Contact: Dan Heaton
FOR IMMEDIATE RELEASE
May 20, 2020
Federal Legislation Needed on Wipes Issue
Macomb County Public Works Commissioner Candice S. Miller is calling on federal lawmakers to pass new legislation that would require a change in labeling and marketing of so-called “flushable wipes.” The move follows a lawsuit Miller’s office filed earlier this month, seeking to compel manufacturers of the wipes to take the same action.
Miller’s office has been leading a public education campaign, Wipes Clog Pipes, seeking to prevent wipes from being flushed down toilets and ultimately ending up in municipal sewer systems, where they wreak havoc upon pumps and related systems.
“We are looking at all possible options to solve what is really an international problem. Nobody is saying don’t use these wipes. The issue is that when they get flushed, they don’t biodegrade. We need to get it clear on the packaging – don’t flush them down. We would like that to be reflected on the product labels – these products are disposable but are not flushable,” Miller said. “Most people want to do the right thing, so we need to have it in language on the label that is direct and easy to understand.”
This week, Miller sent letters to U.S. Sens. Debbie Stabenow and Gary Peters, and U.S. Reps. Paul Mitchell and Andy Levin, requesting that they introduce legislation in Congress.

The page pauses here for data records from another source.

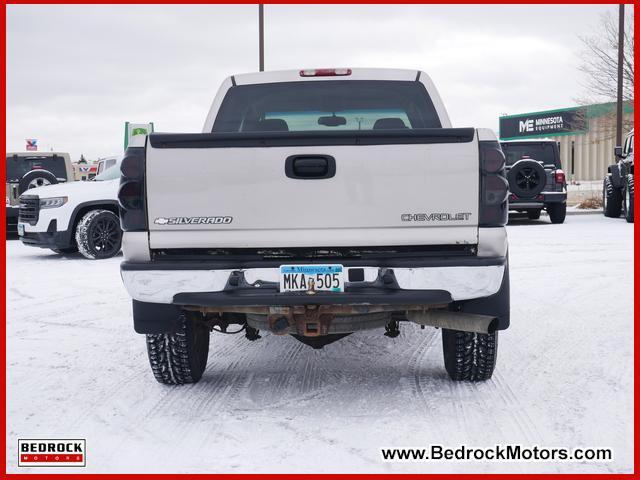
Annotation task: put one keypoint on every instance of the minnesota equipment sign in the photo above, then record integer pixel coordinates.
(543, 124)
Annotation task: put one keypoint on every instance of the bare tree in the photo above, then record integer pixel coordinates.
(599, 59)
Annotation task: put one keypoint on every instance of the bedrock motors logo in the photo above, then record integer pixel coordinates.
(52, 452)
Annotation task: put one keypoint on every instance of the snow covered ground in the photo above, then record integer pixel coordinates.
(564, 377)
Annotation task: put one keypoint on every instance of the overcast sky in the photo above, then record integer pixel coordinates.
(76, 73)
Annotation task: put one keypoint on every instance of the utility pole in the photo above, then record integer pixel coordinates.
(620, 65)
(261, 35)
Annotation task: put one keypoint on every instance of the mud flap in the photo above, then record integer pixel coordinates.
(155, 318)
(496, 305)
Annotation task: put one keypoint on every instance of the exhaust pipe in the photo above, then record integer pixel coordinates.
(464, 322)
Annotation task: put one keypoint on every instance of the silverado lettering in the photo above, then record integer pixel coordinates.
(435, 217)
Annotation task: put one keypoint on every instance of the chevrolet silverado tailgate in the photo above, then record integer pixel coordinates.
(251, 191)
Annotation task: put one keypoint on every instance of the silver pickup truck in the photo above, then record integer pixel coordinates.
(317, 203)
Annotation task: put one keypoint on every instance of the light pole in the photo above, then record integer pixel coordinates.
(620, 72)
(261, 35)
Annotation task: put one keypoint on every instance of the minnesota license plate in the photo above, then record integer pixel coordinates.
(311, 278)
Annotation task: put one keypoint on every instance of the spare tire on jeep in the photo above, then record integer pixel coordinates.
(527, 178)
(36, 178)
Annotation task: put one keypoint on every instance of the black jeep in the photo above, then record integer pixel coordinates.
(536, 179)
(618, 188)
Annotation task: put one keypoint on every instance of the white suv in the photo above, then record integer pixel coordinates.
(74, 216)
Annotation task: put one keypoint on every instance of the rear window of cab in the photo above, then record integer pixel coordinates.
(325, 106)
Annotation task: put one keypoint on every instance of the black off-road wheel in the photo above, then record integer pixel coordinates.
(527, 178)
(99, 235)
(557, 212)
(611, 199)
(533, 214)
(628, 198)
(181, 357)
(469, 356)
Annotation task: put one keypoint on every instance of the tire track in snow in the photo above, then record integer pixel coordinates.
(429, 404)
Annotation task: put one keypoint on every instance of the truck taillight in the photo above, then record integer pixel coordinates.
(325, 72)
(494, 188)
(131, 195)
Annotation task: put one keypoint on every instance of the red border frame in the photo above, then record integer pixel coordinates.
(4, 473)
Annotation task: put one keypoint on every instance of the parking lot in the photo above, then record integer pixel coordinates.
(76, 369)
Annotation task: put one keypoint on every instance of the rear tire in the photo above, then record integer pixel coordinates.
(533, 214)
(181, 357)
(99, 235)
(557, 212)
(628, 198)
(611, 199)
(469, 356)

As one example of the problems these wipes cause, during the Covid-19 pandemic, MCPWO has been removing upwards of 4,000 pounds of wipes from the Clintondale Pump Station in Clinton Township – which only serves parts of 4 communities -- on a weekly basis. The amount of wipes being removed during the pandemic represents a more than 330 percent increase from prior to the pandemic.
“That’s just at one pump station. I have to believe these staggering numbers are only being repeated across the country,” Miller said.
Once in the sewer system, the wipes cause increasing large problems as they move from household plumbing to local municipal systems to the MCPWO’s larger sewer interceptors. In 2018, Miller’s department removed a 19-ton mass of wipes and accumulated grease that attached to the wipes from a sewer system in what became known as the Macomb County Fatberg. In 2019, Macomb County Public Works removed a 1-ton mass of wipes, dubbed the Ragball – this time just thousands of wipes that knotted up together -- from another section of sewer in the county. Together, the two incidents costs MCPWO about $100,000 to remove.
“These problems are seen across the country, and even in other countries around the world. That’s why I believe some type of federal legislation is the best answer,” Miller said.
Miller, a former member of Congress, noted that while she served in Congress, she was a leader on passing legislation that removed phosphorus from residential fertilizers and removed plastic micro-beads from many cleaning products. Both measures were primarily aimed at keeping those products from ultimately ending up in local waterways.
“In those instances, federal legislation was the right answer. To me, this is clearly another case where Congress can take action and make a positive difference at the local level,” she said.